In the wind turbine industry an "info sheet" has been used for a long time. It was held in front of the camera when the inspector hanged at the blade and took photos of the damage. The info sheet was filled with information about the wind turbine, the approximate position on the blade, and much other information.
A slow process, but it created value for the image and inspection.
Without this information, the image of the damage could in principle be on any blade on any wind turbine. And when you returned to the office after inspecting a whole wind farm, it became even worse to figure out which image belonged to which wind turbine - therefore useless without the information.
The same problem occurs if you have inspected a building facade. You have found damage to a window, but this window looks like the other 40 windows on the building. If you do not know exactly which window the damage is on, it's pure guesswork and useless.

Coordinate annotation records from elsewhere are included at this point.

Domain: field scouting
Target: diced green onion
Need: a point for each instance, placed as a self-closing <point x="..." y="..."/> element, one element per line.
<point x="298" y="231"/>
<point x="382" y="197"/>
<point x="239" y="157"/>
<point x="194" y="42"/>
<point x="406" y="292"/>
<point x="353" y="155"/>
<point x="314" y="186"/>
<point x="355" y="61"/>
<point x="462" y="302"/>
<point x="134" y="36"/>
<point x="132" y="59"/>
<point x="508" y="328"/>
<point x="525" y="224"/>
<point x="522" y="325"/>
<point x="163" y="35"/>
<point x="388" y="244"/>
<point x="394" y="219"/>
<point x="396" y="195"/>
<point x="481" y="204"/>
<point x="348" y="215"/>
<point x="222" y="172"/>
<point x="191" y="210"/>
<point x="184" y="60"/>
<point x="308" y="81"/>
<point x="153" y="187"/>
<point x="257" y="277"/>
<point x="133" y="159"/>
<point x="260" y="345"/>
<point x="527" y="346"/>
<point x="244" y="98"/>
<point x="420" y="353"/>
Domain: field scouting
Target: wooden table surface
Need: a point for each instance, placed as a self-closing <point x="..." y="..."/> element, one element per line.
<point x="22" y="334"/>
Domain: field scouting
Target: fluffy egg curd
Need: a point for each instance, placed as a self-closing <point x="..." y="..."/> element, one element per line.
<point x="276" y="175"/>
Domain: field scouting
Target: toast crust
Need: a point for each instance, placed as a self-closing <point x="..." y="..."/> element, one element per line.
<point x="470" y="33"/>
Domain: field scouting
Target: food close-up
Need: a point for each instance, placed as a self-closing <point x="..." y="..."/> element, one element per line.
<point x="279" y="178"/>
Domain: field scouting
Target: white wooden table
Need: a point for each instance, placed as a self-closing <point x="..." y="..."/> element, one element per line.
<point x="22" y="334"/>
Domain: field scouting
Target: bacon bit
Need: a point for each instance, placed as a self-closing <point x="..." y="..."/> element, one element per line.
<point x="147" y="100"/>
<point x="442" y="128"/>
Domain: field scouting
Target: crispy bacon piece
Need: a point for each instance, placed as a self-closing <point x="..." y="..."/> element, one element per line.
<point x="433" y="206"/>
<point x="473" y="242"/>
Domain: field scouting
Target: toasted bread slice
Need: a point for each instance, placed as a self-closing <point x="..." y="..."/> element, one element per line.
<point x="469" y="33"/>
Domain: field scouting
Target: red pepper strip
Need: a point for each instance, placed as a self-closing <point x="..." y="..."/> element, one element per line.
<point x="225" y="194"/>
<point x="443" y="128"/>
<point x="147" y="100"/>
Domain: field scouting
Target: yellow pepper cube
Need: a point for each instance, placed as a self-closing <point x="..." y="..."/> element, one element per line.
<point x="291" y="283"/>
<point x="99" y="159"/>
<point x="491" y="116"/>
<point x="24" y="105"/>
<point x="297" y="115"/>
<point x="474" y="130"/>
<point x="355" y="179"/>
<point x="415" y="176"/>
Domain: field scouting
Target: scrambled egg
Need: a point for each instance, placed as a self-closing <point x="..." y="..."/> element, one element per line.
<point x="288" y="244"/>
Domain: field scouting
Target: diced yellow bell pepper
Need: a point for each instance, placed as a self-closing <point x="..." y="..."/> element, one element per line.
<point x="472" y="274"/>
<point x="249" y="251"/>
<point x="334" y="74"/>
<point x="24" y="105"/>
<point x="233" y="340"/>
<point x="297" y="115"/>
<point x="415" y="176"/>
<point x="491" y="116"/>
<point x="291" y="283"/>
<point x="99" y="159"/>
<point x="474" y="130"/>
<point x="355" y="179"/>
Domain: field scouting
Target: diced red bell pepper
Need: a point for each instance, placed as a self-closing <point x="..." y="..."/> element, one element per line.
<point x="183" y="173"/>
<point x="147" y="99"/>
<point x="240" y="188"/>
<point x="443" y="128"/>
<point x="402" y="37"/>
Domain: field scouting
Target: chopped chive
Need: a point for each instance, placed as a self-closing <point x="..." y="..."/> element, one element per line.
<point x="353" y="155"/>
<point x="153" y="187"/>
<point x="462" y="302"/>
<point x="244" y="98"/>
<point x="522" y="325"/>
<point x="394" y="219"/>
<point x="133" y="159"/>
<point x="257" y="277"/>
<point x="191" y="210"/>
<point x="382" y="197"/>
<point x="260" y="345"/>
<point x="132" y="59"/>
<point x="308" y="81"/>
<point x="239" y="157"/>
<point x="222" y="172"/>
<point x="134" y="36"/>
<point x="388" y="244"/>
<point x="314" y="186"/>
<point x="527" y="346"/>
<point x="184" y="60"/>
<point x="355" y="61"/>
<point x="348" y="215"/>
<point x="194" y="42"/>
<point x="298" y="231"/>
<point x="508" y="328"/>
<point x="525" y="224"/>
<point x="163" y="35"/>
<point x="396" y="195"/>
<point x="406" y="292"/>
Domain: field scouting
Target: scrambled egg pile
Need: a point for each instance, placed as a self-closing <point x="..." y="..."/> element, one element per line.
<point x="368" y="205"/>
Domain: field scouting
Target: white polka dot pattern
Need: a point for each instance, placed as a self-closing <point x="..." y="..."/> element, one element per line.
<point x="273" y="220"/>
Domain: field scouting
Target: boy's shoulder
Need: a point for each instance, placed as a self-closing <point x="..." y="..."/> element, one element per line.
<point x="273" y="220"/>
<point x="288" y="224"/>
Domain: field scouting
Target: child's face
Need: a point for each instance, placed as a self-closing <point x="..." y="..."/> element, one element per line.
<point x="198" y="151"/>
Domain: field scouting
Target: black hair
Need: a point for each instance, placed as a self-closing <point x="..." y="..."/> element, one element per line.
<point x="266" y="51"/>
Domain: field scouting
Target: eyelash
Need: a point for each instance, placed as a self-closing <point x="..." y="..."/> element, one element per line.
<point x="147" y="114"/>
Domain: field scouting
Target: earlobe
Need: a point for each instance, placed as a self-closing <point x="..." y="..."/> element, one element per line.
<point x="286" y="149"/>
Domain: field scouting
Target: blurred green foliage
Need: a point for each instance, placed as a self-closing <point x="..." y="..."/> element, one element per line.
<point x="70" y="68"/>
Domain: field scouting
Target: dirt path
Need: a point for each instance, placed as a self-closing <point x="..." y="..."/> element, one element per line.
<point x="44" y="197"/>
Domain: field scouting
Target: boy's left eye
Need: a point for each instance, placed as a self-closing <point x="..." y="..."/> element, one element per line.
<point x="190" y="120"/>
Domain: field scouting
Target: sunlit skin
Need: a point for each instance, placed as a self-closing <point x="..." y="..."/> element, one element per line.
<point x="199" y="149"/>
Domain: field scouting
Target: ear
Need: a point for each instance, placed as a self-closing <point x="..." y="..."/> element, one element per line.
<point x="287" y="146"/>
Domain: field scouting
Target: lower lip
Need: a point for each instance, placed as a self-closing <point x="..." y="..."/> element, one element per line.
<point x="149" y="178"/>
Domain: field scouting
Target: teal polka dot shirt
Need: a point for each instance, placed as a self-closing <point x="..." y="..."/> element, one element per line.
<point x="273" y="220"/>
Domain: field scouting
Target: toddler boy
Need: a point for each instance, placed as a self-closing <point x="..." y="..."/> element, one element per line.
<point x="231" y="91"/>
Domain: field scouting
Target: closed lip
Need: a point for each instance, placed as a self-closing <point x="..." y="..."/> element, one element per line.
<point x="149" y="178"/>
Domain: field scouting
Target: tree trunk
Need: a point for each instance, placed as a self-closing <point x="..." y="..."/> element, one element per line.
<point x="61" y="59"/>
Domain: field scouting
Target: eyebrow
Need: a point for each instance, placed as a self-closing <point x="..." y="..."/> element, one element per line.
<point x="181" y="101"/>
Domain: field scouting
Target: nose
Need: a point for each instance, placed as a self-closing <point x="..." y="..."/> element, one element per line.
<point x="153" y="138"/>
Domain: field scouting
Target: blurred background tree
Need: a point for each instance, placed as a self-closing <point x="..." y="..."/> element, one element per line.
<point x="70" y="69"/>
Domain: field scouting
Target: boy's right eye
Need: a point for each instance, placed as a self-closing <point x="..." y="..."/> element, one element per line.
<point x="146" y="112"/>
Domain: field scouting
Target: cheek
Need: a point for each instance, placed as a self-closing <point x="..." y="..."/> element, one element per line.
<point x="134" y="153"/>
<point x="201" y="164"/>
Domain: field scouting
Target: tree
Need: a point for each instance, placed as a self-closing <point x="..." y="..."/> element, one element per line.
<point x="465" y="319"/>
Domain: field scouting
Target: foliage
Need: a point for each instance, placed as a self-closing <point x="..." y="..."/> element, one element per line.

With a drone inspection, you cannot hold an info sheet in front of the camera every time you take a picture. Since the images cannot be provided with information in other ways and lack context, inspections of larger objects have not yet been a success.
This is the primary reason why inspections are still being made with expensive alternatives such as lifts, scaffolding, and rope access.
Inspection Cloud obtains a lot of information from the images and places it all in context for you. You can see exactly where an image is captured in the context of the object along with the GPS position, height, and angle of the camera.
By marking a location on the image, the exact position is shown in a 3D Point Cloud of the object.
At the same time, you will see all other images that also include this location. This allows you to see the point from several angles, to better evaluate the scope of possible damage.